Background
I’m at a small business that’s running off of a Windows Server 2016 tower that the boss put together (he even modified the case to fit two AIO watercoolers in). It’s got loads of random software running on it, it’s running out of storage space, Windows updates aren’t applying cleanly anymore, I don’t know much about Windows administration, and yes we had a ransomware attack. The boss is paranoid about the cloud but I convinced him to order two new rackmount machines and I’ll be migrating things over to some sort of Linux server infra. I’m a software dev so I have some knowledge of administration but not very deep. I don’t have much experience with all the various software options so it’s hard to evaluate which are best for our needs. Wanted to ask y’all what you think. (Also just writing it all out will be helpful anyway).
New Server Specs
Two identical servers. One is (offsite?) backup/spare/failover.
- Supermicro A+ Server 2014CS-TR - 2U - 12x SATA/SAS
- AMD EPYC 7543P Processor 32-core 2.80GHz 256MB Cache (225W)

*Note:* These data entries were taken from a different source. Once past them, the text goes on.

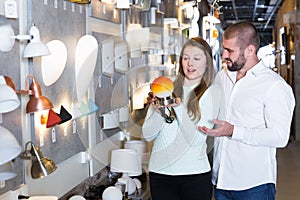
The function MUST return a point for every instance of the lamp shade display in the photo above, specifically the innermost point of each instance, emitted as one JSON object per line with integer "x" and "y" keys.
{"x": 9, "y": 146}
{"x": 162, "y": 87}
{"x": 85, "y": 63}
{"x": 41, "y": 166}
{"x": 54, "y": 64}
{"x": 35, "y": 47}
{"x": 126, "y": 161}
{"x": 6, "y": 40}
{"x": 140, "y": 146}
{"x": 7, "y": 171}
{"x": 37, "y": 101}
{"x": 8, "y": 97}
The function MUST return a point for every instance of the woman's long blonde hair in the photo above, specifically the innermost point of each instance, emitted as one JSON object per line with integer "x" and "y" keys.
{"x": 207, "y": 78}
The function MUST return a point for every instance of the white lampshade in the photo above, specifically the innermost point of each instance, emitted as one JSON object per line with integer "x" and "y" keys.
{"x": 35, "y": 47}
{"x": 8, "y": 97}
{"x": 7, "y": 171}
{"x": 126, "y": 161}
{"x": 112, "y": 193}
{"x": 140, "y": 146}
{"x": 6, "y": 40}
{"x": 9, "y": 146}
{"x": 123, "y": 4}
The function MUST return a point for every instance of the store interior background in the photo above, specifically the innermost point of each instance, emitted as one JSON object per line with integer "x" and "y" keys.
{"x": 109, "y": 90}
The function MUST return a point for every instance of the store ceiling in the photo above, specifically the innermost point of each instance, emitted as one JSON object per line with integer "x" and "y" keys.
{"x": 262, "y": 13}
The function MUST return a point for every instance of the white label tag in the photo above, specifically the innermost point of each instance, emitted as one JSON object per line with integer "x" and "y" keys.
{"x": 11, "y": 10}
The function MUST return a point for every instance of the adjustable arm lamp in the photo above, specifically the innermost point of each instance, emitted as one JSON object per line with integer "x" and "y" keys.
{"x": 37, "y": 101}
{"x": 41, "y": 166}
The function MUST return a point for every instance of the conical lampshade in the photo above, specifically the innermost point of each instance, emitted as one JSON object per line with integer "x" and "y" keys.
{"x": 37, "y": 101}
{"x": 64, "y": 115}
{"x": 41, "y": 166}
{"x": 7, "y": 171}
{"x": 8, "y": 97}
{"x": 9, "y": 146}
{"x": 35, "y": 47}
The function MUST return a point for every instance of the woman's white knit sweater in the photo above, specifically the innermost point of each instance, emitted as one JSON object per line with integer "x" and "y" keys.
{"x": 180, "y": 148}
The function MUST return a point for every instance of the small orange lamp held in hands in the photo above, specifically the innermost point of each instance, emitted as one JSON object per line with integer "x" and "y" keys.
{"x": 162, "y": 87}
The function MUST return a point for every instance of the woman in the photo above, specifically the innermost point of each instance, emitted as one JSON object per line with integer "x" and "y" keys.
{"x": 179, "y": 168}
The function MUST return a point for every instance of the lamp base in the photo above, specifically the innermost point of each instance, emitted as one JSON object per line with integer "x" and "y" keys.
{"x": 130, "y": 184}
{"x": 164, "y": 101}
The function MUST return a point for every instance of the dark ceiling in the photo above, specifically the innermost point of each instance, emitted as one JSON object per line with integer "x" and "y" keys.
{"x": 262, "y": 13}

- 8 x 32GB PC4-25600 3200MHz DDR4 ECC RDIMM
- 2 x 800GB Micron 7300 MAX Series M.2 PCIe 3.0 x4 NVMe Solid State Drive (Boot drive, VMs and DBs)

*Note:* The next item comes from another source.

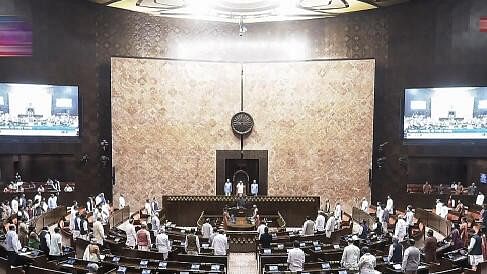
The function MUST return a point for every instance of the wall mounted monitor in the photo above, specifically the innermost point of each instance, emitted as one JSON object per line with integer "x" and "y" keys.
{"x": 455, "y": 113}
{"x": 38, "y": 110}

- 2 x 280GB Intel 900p Optane SSD U.2 in PCIe-U.2 Risers (ZFS SLOG and Metadata vdev)
- 6 x 14TB SATA 6.0Gb/s 7200RPM - 3.5" - Ultrastar DC HC530 (512e/4Kn)
- Supermicro AIOM OCP 3.0 - 2x 10GbE SFP+ - Intel XL710-BM2 - PCI-E 3.0 x8 - AOC-ATG-i2SM
- Supermicro AOM-TPM-9665V-S - Trusted Platform Module - TPM 2.0 - X10 X9 MBs - Server Provisioned - Vertical
Workload
Typical small business stuff. Nothing particularly difficult.
- Nextcloud instance for ~10 employees
- WordPress site that sees no traffic
- Node.js web application that services a few dozen internal and external users
- Webapp connects to Excel running on the windows server host to do some excel processing (ugh, will migrate to a Windows VM)
- Uses MariaDB database of moderate size (3.5GB SQL dumps growing ~200MB/mo)
- Accesses a few million small Excel and CSV files for processing.
- Streams video files (~11TB of video files Growing ~1TB/mo)
- Nginx reverse proxy
There are a few more services I’d like to run but couldn’t be arsed to install them into our current mess.
Infrastructure Software
There’s a lot of ways to manage some servers with some VMs and containers, and it’s hard to choose between them. Let me emphasize what I’m specifically concerned about.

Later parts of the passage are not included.